Just trying to save some $$$.
Any ideas/suggestions are appreciated, thanx!!


----------



## MitchD (Jun 16, 2010)

I used a 10mm socket,17mm socket and a vise,you will hear from other people that this is sketchy and you might mess your shock up and the world might flip on its axis if you dont use the proper tools.The socket and vise method works just fine.On another note, when I put in the RWC bearings I had to increase the pressure in the shock because it has less friction/stiction.


----------



## Guy.Ford (Oct 28, 2009)

Ive used sockets works great, I have the tool now also, but in a pinch sockets work.


----------



## mudflapper (May 30, 2009)

The socket method works fine , just take your time.


----------



## customfab (Jun 8, 2008)

MitchD said:


> I used a 10mm socket,17mm socket and a vise,you will hear from other people that this is sketchy and you might mess your shock up and the world might flip on its axis if you dont use the proper tools.The socket and vise method works just fine.On another note, when I put in the RWC bearings I had to increase the pressure in the shock because it has less friction/stiction.


I'm the kind of mechanic that would normally con dim an idea like this.
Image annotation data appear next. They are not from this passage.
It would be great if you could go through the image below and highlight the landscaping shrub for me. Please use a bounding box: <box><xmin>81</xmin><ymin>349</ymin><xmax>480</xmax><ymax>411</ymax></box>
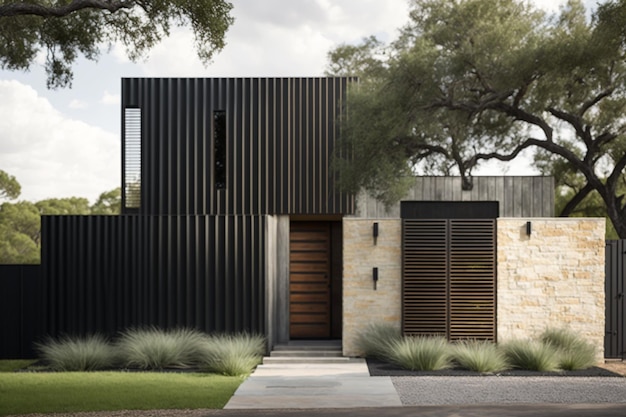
<box><xmin>540</xmin><ymin>328</ymin><xmax>596</xmax><ymax>371</ymax></box>
<box><xmin>355</xmin><ymin>324</ymin><xmax>402</xmax><ymax>360</ymax></box>
<box><xmin>502</xmin><ymin>340</ymin><xmax>559</xmax><ymax>372</ymax></box>
<box><xmin>116</xmin><ymin>327</ymin><xmax>206</xmax><ymax>369</ymax></box>
<box><xmin>388</xmin><ymin>336</ymin><xmax>451</xmax><ymax>371</ymax></box>
<box><xmin>200</xmin><ymin>333</ymin><xmax>266</xmax><ymax>376</ymax></box>
<box><xmin>36</xmin><ymin>335</ymin><xmax>116</xmax><ymax>371</ymax></box>
<box><xmin>452</xmin><ymin>340</ymin><xmax>510</xmax><ymax>373</ymax></box>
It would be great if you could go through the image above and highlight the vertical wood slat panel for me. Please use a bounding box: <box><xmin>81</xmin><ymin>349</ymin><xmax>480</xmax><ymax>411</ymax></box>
<box><xmin>402</xmin><ymin>219</ymin><xmax>496</xmax><ymax>341</ymax></box>
<box><xmin>604</xmin><ymin>240</ymin><xmax>626</xmax><ymax>359</ymax></box>
<box><xmin>42</xmin><ymin>216</ymin><xmax>265</xmax><ymax>336</ymax></box>
<box><xmin>122</xmin><ymin>78</ymin><xmax>354</xmax><ymax>215</ymax></box>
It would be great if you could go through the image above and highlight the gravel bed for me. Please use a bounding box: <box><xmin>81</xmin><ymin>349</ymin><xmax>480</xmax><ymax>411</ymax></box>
<box><xmin>391</xmin><ymin>376</ymin><xmax>626</xmax><ymax>405</ymax></box>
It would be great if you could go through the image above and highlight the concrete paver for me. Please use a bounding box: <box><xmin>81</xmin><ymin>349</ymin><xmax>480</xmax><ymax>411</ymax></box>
<box><xmin>224</xmin><ymin>360</ymin><xmax>402</xmax><ymax>409</ymax></box>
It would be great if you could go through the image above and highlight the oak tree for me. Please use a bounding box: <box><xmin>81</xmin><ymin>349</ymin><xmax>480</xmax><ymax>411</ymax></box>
<box><xmin>0</xmin><ymin>0</ymin><xmax>233</xmax><ymax>88</ymax></box>
<box><xmin>330</xmin><ymin>0</ymin><xmax>626</xmax><ymax>238</ymax></box>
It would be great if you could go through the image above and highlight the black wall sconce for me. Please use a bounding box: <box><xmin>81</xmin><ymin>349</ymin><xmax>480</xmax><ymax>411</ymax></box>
<box><xmin>372</xmin><ymin>222</ymin><xmax>378</xmax><ymax>245</ymax></box>
<box><xmin>372</xmin><ymin>268</ymin><xmax>378</xmax><ymax>290</ymax></box>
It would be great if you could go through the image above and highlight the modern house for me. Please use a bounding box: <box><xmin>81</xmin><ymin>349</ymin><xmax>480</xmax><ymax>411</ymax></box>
<box><xmin>1</xmin><ymin>78</ymin><xmax>605</xmax><ymax>356</ymax></box>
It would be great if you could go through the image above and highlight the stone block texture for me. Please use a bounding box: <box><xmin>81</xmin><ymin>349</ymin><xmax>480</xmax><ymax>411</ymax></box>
<box><xmin>343</xmin><ymin>218</ymin><xmax>605</xmax><ymax>360</ymax></box>
<box><xmin>343</xmin><ymin>217</ymin><xmax>402</xmax><ymax>356</ymax></box>
<box><xmin>497</xmin><ymin>218</ymin><xmax>605</xmax><ymax>360</ymax></box>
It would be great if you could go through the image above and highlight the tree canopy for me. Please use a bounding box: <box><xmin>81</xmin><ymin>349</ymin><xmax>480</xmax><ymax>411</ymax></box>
<box><xmin>328</xmin><ymin>0</ymin><xmax>626</xmax><ymax>238</ymax></box>
<box><xmin>0</xmin><ymin>0</ymin><xmax>233</xmax><ymax>88</ymax></box>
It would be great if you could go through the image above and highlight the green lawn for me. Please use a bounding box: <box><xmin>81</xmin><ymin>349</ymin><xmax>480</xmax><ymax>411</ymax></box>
<box><xmin>0</xmin><ymin>368</ymin><xmax>243</xmax><ymax>416</ymax></box>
But sockets are the only tool I've ever used to replace the bushings and I've never had a problem some 50 shocks later. I'd say it's fine to do as long as your careful. Remember that the right tools don't make up for a poor mechanic.


----------



## IRONMAN1518 (Jul 19, 2008)

Thanks to all, I appreciate all the input. I've used sockets, homemade tools etc to push out, install tons of bearings in motorcycle engines and some bike wheels. In addition to heating cases (to expand the bearing holes) and freezing the bearings( to make the smaller) to install them
Just looking for a 2nd opinion/new ideas on this. Thanx!!
I'll let you know how it goes when I install the new bearings.


----------



## BigEarn86 (Jan 13, 2012)

One other thing to note. I recently put these needle bearings in and also replaced all the frame pivot bearings as well. I bought a 1 ton arbor press from Harbor freight for 35 dollars. Best investment yet. Works like a champ matched up with my sockets! You don't have to fight gravity and it keeps everything very square.
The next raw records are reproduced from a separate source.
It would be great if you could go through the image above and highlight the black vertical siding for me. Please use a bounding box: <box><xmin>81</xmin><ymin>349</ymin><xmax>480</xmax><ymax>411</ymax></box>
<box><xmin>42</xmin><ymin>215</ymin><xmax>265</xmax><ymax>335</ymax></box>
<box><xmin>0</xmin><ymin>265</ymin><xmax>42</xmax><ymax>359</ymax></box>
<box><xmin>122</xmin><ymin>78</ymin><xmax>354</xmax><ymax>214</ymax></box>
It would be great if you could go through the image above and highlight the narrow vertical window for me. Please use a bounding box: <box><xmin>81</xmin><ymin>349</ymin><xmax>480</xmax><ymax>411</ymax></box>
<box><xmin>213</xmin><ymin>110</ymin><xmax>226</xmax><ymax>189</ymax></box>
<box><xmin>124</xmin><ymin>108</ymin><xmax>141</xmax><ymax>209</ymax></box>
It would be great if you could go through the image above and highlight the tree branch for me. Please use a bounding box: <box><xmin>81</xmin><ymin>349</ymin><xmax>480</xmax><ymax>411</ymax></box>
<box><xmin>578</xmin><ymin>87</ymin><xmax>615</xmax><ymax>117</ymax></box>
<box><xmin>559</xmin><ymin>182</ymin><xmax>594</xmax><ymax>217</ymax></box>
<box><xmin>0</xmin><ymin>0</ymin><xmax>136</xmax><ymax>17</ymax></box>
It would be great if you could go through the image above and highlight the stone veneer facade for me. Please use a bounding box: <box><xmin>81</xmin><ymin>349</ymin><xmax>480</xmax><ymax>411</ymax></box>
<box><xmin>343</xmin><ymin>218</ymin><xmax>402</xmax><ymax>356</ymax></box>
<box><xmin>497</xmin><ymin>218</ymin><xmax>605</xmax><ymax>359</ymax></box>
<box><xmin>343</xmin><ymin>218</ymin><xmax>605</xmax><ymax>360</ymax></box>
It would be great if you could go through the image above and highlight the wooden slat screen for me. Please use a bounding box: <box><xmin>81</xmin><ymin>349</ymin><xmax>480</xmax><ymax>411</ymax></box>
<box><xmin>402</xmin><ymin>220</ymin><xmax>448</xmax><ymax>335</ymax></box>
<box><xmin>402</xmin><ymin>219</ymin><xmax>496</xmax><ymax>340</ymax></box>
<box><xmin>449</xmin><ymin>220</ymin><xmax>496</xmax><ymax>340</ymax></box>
1 Ton Arbor Press & Other Arbor Presses - Harbor Freight Tools


----------



## Aaron D (Dec 14, 2005)

customfab said:


> I'm the kind of mechanic that would normally con dim an idea like this. But sockets are the only tool I've ever used to replace the bushings and I've never had a problem some 50 shocks later. I'd say it's fine to do as long as your careful. Remember that the right tools don't make up for a poor mechanic.


yup.

we have the tools to do it but sockets r always right there and I have a vice on my bench soooo....


----------



## GR1822 (Jun 23, 2009)

Bump for awesomeness...
I used my vise, a 17mm socket and 10mm flare socket to get it started, than switched to a 3/8 instead of the 10mm halfway through. My 10mm seemed to 'flare out' too much, and I was askeered. Worked like a charm!!!!


----------